Then there are the judicial candidates with a "conservative" label but who lack the toughness and integrity to stand up to all the pressures and temptations to go along with ideas that will win praise in the media and among the law school elites who favor liberal judicial activism.
Among the "conservatives" who succumbed and "grew" over time to the left is Justice Anthony Kennedy, once touted by some conservatives as "Bork without a beard" but who turned out to have neither the intellect nor the strength of Judge Robert Bork.
Another Anthony Kennedy might fool enough conservatives and appease enough liberals to get confirmed without a big political fight but our children and our children's children would end up paying the price in decisions as weak, vacillating -- and dangerous -- as those which Justice Kennedy has rendered.
Bush's political capital
President Bush has taken the long view on many issues that he could easily have avoided and saved himself political trouble, including Social Security and drilling for oil in Alaska. So there is hope that he will be prepared to spend some political capital in a tough Senate confirmation fight by nominating someone with both dedication to the Constitution and the strength of character to ignore the pressures and temptations to go along with fashionable "mainstream" judicial activism.

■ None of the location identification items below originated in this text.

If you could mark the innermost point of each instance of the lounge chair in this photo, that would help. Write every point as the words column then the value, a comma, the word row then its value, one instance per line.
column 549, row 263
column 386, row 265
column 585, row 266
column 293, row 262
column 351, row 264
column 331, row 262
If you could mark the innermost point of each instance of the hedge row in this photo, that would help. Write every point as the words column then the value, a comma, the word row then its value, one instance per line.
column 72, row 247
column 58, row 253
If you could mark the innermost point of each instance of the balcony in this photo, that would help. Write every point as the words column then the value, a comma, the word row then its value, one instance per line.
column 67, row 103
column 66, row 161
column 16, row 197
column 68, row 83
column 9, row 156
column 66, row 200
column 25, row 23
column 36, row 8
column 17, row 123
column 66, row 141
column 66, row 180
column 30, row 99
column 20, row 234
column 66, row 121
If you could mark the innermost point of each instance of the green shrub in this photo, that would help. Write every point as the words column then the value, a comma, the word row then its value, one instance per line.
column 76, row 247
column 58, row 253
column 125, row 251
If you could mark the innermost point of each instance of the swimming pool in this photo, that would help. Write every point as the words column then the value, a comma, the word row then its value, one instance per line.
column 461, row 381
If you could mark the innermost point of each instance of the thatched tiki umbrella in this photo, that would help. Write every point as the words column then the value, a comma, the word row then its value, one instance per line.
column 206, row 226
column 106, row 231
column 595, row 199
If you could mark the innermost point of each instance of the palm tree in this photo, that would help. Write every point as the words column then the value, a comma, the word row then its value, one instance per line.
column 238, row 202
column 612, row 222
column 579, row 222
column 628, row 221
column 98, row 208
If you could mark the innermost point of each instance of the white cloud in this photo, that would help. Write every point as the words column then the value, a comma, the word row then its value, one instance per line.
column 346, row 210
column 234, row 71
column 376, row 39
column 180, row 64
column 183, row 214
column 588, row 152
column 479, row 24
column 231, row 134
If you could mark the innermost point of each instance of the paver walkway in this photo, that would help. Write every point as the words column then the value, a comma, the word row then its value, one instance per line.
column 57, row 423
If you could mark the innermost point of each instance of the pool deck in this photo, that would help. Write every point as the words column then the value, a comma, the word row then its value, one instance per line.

Whether Senate Republicans will have the fortitude and unity to make their majority mean something is another question. The McCain mutiny and sellout against the Republican attempt to stop Senate filibusters by Democrats is a sign that this may be the weak link in any attempt to restore the rule of law in our courts.
Another weak link are those people who think that the Senate should not "waste" so much time over judicial nominees but instead devote its efforts to other things that are considered to be the "real" issues of the day.
Recent Supreme Court decisions, of which the one destroying homeowners' property rights was only the most outrageous, should be enough to make clear that the real issue is preserving the Constitution.